The Lieutenant Governor’s Silver Medal has long been a symbol of academic excellence: established in 1979, the award was previously exclusive to students in vocational and career programs of less than two years and focused on academic excellence and community service.
In 2019, eligibility for the Lieutenant Governor’s Medal has been expanded to recognize post-secondary students with outstanding contributions in support of inclusion, democracy or reconciliation, on or off campus, and now includes students in diploma and degree programs.
One of the roles of the Lieutenant Governor is to profile excellence and promote the history, culture and achievements of all British Columbians. One way is to recognize the accomplishments of British Columbians is through award programs that carry the name of the Lieutenant Governor, that reflect the themes and priorities she will promote throughout her mandate.

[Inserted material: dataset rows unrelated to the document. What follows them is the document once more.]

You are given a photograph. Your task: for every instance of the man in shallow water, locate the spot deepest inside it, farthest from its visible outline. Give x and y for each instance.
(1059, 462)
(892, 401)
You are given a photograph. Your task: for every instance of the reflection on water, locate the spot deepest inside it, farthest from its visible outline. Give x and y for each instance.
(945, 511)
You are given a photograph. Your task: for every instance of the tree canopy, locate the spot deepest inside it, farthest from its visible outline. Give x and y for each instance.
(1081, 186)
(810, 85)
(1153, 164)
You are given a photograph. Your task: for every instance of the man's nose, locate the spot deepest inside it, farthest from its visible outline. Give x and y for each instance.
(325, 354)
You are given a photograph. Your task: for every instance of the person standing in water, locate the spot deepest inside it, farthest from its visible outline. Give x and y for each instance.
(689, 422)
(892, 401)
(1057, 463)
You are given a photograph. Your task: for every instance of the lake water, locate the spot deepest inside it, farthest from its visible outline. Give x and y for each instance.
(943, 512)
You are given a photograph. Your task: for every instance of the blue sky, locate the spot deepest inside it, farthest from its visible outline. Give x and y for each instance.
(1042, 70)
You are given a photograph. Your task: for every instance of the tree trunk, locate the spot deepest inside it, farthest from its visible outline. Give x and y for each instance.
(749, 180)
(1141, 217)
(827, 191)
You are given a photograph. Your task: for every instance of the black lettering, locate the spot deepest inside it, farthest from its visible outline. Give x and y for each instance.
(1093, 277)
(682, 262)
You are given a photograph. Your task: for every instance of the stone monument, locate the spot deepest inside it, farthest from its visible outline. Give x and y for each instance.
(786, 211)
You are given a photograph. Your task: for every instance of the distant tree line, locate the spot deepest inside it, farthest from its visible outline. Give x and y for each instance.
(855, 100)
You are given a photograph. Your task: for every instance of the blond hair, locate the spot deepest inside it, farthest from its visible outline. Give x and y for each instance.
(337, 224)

Regarding the new medal, the Honourable Janet Austin explains, “It is important to acknowledge the exceptional contributions of students attending our universities, colleges and other post-secondary institutions. Students are helping to create a more welcoming and supportive environment, standing up for those who are more vulnerable and advancing reconciliation with Indigenous peoples.”

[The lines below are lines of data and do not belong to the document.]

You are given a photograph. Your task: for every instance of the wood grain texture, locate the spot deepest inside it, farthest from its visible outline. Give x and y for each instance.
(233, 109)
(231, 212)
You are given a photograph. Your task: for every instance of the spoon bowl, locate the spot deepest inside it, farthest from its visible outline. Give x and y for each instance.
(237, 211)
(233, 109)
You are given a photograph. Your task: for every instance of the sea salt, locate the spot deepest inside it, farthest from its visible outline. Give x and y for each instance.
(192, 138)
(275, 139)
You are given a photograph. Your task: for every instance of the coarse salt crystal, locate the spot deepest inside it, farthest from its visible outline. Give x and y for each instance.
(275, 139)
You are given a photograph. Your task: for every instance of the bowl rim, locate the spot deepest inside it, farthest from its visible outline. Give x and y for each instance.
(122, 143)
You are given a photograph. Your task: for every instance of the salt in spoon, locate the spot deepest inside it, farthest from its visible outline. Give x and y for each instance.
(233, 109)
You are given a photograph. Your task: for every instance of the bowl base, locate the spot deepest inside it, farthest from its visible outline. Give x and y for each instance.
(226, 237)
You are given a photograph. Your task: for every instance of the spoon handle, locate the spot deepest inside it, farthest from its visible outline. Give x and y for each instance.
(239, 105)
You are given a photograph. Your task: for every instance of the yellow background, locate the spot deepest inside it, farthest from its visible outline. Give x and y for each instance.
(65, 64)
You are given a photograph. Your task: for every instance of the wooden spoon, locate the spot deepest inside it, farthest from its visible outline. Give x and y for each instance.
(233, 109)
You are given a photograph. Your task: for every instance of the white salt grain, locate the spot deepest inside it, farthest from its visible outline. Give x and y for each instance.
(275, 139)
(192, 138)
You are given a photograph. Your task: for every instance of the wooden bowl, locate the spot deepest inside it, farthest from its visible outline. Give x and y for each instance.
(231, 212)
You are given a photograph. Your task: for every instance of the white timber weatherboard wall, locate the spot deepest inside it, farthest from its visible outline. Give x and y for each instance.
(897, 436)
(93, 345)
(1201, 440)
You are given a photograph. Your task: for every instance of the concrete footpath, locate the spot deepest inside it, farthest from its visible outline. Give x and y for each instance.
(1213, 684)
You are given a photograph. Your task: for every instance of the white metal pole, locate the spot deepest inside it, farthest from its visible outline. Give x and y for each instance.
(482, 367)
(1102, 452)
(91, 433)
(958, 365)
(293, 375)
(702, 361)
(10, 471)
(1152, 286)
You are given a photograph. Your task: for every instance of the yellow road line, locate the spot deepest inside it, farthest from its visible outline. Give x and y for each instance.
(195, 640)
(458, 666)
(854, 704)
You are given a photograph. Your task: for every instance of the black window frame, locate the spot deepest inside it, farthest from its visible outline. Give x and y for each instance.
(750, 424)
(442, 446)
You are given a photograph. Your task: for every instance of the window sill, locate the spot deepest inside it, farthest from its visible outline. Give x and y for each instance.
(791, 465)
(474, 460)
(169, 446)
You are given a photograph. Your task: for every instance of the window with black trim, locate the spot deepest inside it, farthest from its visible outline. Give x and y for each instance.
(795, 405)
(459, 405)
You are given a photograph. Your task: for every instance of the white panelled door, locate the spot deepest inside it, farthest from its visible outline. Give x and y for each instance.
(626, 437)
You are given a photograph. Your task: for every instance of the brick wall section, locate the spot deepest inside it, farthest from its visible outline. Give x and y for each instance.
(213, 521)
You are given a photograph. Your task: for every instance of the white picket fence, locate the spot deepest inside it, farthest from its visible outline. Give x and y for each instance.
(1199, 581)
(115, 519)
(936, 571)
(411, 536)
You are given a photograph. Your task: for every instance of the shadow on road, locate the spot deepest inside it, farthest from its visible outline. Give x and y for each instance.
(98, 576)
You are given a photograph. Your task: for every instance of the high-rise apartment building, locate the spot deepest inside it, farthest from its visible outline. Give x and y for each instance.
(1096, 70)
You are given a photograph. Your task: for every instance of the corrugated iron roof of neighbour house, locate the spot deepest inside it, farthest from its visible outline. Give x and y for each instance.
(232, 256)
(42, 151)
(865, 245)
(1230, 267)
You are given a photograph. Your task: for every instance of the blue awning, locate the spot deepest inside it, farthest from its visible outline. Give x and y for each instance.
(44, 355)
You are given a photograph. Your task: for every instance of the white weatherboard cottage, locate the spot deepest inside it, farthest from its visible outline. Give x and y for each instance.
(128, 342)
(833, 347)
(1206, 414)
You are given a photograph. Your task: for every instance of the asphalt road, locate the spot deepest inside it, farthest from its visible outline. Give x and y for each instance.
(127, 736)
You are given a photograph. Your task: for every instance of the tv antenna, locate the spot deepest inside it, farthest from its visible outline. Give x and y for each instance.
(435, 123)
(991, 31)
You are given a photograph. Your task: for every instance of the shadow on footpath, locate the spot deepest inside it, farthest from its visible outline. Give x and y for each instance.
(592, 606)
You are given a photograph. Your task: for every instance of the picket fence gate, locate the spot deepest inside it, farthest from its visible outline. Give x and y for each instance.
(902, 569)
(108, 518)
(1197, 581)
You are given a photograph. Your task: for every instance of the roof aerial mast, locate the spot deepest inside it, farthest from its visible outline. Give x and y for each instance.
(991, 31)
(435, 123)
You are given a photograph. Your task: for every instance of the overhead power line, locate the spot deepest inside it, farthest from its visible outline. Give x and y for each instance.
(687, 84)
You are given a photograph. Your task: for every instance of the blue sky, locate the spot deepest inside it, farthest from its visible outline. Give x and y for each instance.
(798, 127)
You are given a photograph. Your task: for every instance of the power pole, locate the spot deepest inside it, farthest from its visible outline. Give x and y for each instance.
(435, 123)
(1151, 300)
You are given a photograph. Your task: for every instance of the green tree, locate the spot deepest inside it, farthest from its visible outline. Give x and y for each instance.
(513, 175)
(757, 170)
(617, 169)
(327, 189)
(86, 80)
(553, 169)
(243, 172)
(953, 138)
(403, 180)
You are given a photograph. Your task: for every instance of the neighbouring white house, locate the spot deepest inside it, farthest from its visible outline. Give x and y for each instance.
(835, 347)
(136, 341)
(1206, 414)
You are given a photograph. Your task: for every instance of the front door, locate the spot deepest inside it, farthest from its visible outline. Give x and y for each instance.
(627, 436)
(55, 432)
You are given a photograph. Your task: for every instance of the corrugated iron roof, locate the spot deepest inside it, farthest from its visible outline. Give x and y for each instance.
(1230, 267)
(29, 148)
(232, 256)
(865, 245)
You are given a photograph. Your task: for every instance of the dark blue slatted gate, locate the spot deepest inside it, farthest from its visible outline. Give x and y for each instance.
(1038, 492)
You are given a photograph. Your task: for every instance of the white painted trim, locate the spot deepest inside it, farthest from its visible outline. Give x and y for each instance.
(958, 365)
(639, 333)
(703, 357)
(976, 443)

The three award criteria for the Lieutenant Governor’s Medal are:
* Diversity and Inclusion: This award recognizes students who have promoted diversity and inclusion. Students must demonstrate strong collaboration and unifying efforts, through the promotion and display of tolerance and respect for others.
* Democracy and Citizenship: This award recognizes students who have strengthened democracy through civic engagement or the advancement of human rights. Students must demonstrate recognition of the fundamental rights and dignity of all persons at a local, national or global level.
* Reconciliation: In 2015, the Truth and Reconciliation Commission of Canada urgently called on Canadians to take action to transform society by establishing a renewed relationship with Indigenous peoples. This award recognizes students who have answered this call to reconciliation and are undertaking efforts to heal their communities.
Nominees are chosen by the public post-secondary institution they attend. The medal is presented by the Lieutenant Governor, when possible, at either spring or fall convocation, with up to 25 students a year receiving the award.